Section outline

    • Listen to the cover of a-ha's Take on Me by YouTube user Power DX7. Do the other 80's hit songs on the video sound familiar? There are plenty more videos like this on YouTube if you search for "dx7". Have you got strong opinions on 1980s pop-music, or "the 80s sound"? What would you say are the differences between typical 1980s sound compared to typical sound of the 1970s and the 1990s?

    • Install and poke around in Dexed, a free software FM (frequency modulation) synthesizer to explore more complex FM tones. It comes with many preset sounds, and you can modify them as you want. Start simple. Many interesting sound presets are available online by other people, including all the DX7 sounds. You can use the computer keyboard from A to L for white keys in 4th octave, and the keys above for the black keys like a piano. Each piano key corresponds to a musical note, and is actually specific frequency, you can google for the frequencies.

    • Simon Hutchinson talks about FM synthesis and computer games (6 minutes).
    • Three little synthesizers

      Here are three synthesizers, written in programming language p5.js, a flavour of the ubiquitous JavaScript. You can program in p5.js online at editor.p5js.org.

      Synthesizer 1

      A simple sine tone. You can see in the reference documentation for p5.Oscillator that you can enter the frequency parameter on line 2 when the oscillator is created.

      function setup() {
        sound = new p5.Oscillator();
        sound.start();
      }
      

      What extreme tones could you create? What is the range of frequencies of your hearing, your laptop speakers, and your headphones? If you have pets, test if they seem to hear higher or lower than you? What about your parents? What happens if you run multiple synthesizers at the same time? You can try it also on your phone, does it sound different? Where in the world can you encounter sine waves? Do sine waves even exist, or are they a mathematical ideal?

      Synthesizer 2

      Adds interaction with a slider. The function setup runs exactly once when you press Play on the editor, and from then on the function draw runs typically at 60FPS = 60Hz = 60 times per second.

      function setup() {
        sound = new p5.Oscillator();
        sound.start();
        slider = createSlider(200, 1000);
      }
      
      function draw() {
        sound.freq(slider.value());
      }
      

      In the reference documentation for createSlider you can see that it takes minimum and maximum values as it's two arguments inside the ( and ) on line 4.

      Synthesizer 3

      The third synthesizer is an FM, ie. frequency modulation synthesizer; it uses multiple oscillators organized so that the second (the "modulator") changes the first one's (the "carrier") frequency. These arrangements are called algorithms.

      base_freq = 220;
      modulation_ratio = 3;
      modulation_depth = 100;
      
      let carrier, modulator;
      
      function setup() {
        createCanvas(400, 400);
        
        carrier = new p5.Oscillator(base_freq);
        modulator = new p5.Oscillator(base_freq * modulation_ratio);
        
        modulator.disconnect();
        modulator.amp(modulation_depth);
        carrier.freq(modulator);
      
        carrier.start();
        modulator.start();
      }
      

      What values for base_freq, modulation_ratio and modulation_depth on lines 1, 2 and 3 seem familiar, musical, extreme or unpleasant? Could you combine the programs for synthesizers 2 and 3 by building sliders into the FM synthesis? Or could you add a second modulator to modulate the first modulator?

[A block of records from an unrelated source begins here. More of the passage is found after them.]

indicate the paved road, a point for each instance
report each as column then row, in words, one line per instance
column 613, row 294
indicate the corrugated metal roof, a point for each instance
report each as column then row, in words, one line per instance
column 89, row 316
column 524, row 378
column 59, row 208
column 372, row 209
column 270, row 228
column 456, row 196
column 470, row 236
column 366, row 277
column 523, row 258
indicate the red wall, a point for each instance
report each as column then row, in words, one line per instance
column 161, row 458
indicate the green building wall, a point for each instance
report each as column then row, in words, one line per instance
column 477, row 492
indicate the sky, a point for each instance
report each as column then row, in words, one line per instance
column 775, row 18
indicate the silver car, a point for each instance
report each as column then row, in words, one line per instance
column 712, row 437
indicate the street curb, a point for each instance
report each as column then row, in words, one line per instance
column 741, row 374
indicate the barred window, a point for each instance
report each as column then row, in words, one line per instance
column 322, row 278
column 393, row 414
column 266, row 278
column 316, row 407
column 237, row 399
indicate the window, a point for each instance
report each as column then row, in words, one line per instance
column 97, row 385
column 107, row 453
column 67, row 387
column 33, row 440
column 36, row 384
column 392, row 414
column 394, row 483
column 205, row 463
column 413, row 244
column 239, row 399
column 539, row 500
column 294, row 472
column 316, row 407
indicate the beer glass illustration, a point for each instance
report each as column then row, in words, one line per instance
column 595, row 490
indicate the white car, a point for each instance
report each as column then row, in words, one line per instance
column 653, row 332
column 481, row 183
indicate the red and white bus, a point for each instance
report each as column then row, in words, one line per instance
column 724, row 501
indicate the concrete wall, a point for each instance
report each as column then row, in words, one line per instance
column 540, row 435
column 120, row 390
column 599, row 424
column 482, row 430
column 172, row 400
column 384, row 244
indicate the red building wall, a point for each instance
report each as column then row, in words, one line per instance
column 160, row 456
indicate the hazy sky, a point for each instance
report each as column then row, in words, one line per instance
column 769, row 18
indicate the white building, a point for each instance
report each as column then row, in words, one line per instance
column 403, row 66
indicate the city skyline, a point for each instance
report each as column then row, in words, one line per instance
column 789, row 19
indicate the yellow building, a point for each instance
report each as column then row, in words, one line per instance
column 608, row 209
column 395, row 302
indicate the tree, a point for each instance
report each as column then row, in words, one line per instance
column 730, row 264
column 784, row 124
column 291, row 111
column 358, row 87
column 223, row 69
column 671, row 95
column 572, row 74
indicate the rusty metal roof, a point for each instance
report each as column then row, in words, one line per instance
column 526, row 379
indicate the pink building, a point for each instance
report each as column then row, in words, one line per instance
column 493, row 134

    • A recording of synthesizer 3 above with modulation_rate 2 on the left and 3 on the right, recorded with Audacity. Can you convince yourself that for each cycle of the carrier, the modulator changes it twice on the left, and three times on the right?

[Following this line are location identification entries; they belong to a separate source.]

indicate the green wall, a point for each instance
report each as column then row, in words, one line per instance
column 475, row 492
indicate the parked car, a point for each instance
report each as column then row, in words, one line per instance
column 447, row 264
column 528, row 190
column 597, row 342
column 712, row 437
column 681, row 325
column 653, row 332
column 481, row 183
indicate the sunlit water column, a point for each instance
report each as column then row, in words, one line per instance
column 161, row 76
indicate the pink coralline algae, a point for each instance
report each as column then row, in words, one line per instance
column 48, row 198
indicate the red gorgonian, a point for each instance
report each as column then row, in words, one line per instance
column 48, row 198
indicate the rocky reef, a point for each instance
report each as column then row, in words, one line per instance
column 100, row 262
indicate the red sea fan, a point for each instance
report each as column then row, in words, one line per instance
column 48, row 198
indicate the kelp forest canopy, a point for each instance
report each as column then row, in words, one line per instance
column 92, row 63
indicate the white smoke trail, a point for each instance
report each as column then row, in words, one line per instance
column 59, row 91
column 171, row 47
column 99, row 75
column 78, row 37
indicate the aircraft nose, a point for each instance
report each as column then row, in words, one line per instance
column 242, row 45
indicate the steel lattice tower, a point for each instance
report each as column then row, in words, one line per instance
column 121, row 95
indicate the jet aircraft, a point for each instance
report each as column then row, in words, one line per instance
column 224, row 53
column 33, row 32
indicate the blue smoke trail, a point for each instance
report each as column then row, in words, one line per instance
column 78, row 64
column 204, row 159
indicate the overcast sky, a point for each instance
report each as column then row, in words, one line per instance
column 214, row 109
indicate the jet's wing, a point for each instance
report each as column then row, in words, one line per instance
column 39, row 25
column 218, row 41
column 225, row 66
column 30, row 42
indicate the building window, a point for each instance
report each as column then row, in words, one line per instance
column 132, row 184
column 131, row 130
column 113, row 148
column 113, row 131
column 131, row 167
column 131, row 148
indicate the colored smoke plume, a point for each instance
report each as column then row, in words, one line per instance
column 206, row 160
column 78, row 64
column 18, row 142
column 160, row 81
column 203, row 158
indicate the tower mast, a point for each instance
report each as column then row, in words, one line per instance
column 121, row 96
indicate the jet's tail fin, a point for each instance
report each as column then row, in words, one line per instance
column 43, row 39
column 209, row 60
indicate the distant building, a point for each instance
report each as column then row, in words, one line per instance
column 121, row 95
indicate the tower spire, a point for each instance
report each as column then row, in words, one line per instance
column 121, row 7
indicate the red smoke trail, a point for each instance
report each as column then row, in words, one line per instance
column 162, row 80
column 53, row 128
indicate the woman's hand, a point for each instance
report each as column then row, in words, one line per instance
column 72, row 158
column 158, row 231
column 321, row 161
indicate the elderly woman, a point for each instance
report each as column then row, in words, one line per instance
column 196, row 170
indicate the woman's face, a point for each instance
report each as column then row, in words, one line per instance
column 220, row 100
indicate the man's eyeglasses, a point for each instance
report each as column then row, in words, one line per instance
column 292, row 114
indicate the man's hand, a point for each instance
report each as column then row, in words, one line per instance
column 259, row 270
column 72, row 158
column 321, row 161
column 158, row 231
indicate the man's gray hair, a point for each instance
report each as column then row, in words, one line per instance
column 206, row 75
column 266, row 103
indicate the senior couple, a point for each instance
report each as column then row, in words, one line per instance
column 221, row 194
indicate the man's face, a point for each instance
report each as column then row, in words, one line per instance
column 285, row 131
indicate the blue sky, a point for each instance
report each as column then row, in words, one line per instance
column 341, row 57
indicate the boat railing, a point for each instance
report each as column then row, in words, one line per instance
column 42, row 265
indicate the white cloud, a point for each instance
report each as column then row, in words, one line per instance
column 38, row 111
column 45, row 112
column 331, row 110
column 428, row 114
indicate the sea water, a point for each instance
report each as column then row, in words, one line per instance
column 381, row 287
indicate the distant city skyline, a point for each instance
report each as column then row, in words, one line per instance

      A waveshape with modulation rates 2 and 3.
      Screenshot of a waveform by Mace Ojala (CC BY-NC-SA), with Audacity (GNU GPL v2)
    • For exploration

      • Modify the above software synthesizers.
      • Record your modifications. Try to google for "record internal audio" or something like that. Windows computer might have this feature built in with Windows Recorder. On macOS use SoundFlower on pre-Intel chips, or BlackHole for M1 and M2 chips. Use your smartphone if nothing else.